0

I've a CDR file(.CSV) which contains around 150 columns and is a very large file. I'm trying to get the output where the 31st column should have value "13".

I'm trying with below command:

awk -F',' '$31~/^13/' report_1.csv > report_2.csv

But getting the following error:

awk: record `,1402786,535,1,47432... has too many fields record number 1`

Any help?

Joaquin
  • 2,013
  • 3
  • 14
  • 26
User123
  • 1,498
  • 2
  • 12
  • 26

3 Answers3

1

I suggest:

awk -F',' '$31 == "13"' report_1.csv > report_2.csv
Cyrus
  • 84,225
  • 14
  • 89
  • 153
1

The limit on number of fields shouldn't be so low as 150, so I'm guessing you're probably not parsing your CSV file properly.

If a particular, you should not split on just any comma - you should avoid splitting on , within quoted fields ("like,this").

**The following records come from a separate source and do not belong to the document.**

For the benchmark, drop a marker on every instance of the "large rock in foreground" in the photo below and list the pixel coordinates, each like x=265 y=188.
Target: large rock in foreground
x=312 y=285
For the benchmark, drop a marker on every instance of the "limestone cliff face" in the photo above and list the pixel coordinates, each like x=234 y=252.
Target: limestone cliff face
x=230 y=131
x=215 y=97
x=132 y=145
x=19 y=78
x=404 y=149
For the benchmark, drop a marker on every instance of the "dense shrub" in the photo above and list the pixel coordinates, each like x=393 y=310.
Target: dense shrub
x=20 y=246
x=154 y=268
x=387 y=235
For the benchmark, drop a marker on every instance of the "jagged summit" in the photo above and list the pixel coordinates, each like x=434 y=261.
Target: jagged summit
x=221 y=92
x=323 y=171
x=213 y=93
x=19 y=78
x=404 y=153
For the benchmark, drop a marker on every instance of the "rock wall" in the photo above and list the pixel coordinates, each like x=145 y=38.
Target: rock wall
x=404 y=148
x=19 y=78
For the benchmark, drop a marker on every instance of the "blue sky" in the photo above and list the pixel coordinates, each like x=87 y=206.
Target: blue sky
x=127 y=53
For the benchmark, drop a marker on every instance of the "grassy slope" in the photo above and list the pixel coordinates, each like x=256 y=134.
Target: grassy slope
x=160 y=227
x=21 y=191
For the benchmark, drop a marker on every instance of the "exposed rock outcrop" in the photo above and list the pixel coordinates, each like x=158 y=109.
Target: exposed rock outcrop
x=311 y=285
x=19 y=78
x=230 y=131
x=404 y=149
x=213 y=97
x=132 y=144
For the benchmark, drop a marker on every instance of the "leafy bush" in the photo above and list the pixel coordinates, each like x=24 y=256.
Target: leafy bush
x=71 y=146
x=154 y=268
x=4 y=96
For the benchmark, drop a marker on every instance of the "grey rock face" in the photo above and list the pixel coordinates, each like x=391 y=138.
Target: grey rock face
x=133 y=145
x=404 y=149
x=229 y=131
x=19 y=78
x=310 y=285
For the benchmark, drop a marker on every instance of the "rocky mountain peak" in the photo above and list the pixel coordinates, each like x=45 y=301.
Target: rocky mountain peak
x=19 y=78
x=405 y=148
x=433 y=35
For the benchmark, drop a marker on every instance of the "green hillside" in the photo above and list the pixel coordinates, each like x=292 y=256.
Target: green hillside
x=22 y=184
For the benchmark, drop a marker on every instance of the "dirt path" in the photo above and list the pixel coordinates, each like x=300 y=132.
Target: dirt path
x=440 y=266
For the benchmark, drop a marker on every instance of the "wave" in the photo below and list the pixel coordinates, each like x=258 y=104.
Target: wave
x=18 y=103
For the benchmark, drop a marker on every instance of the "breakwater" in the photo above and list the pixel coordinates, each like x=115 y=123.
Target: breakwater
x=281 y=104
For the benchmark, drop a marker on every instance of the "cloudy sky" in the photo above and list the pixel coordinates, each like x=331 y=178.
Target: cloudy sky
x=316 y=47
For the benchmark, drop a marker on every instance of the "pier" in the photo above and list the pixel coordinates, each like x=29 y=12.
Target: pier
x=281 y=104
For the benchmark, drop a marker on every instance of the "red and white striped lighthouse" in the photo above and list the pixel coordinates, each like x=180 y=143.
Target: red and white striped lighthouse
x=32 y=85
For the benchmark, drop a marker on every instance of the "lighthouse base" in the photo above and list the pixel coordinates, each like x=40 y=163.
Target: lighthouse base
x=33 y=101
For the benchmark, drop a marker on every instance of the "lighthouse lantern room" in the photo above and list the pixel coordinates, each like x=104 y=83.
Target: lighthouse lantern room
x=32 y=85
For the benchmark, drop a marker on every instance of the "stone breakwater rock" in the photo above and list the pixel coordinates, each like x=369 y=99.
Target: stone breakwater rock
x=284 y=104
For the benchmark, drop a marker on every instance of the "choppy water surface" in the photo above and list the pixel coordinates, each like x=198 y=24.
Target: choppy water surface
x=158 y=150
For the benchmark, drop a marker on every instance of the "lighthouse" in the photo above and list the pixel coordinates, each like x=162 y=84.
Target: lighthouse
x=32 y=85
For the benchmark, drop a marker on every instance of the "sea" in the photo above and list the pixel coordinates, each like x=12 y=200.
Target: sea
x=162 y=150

If you're using GNU awk, proper CSV parsing is pretty simple via FPAT (according to this excellent answer by @Ed Morton):

awk -v FPAT='[^,]*|"[^"]+"' '$31 ~ /^13/' file

or, for an exact match:

awk -v FPAT='[^,]*|"[^"]+"' '$31 == "13"' file

In a non-GNU awk case, refer to the cited answer for an alternative parsing method.

randomir
  • 17,989
  • 1
  • 40
  • 55
  • Thanks for this....I need to ask if I want the output where 31st column as "13", 56th column as "ABC" and the 80th column, what should be the awk command? – User123 Nov 04 '17 at 17:02
  • 1
    Simply combine the conditions: ' $31 == "13" && $56 == "ABC" && $80 ~ /.../ '. – randomir Nov 04 '17 at 17:24
  • @User123, I see you already asked this in a [new question](https://stackoverflow.com/questions/47113325/trying-to-get-the-results-using-awk) before I was able to answer your comment :) Anyhow, does this answer help you, and/or does it solve the initial problem you had? – randomir Nov 04 '17 at 20:49
0

Some implementations of awk come with a maximum number of columns. mawk for example. You can test this easily by assigning to NF, like this:

$ mawk 'BEGIN{NF=32768}'
mawk: program limit exceeded: maximum number of fields size=32767
        FILENAME="" FNR=0 NR=0

To walk around this, you can use GNU awk, gawk, which does not have such an explicit limit.

$ gawk 'BEGIN{NF=32768}'
$ gawk 'BEGIN{NF=1000000}'

Well, it is still limited by the amount of available memory. (But that should allow you to have at least millions of fields on a normal pc).

PS: You might need to install gawk and of course, processing such large files might be slow.

hek2mgl
  • 152,036
  • 28
  • 249
  • 266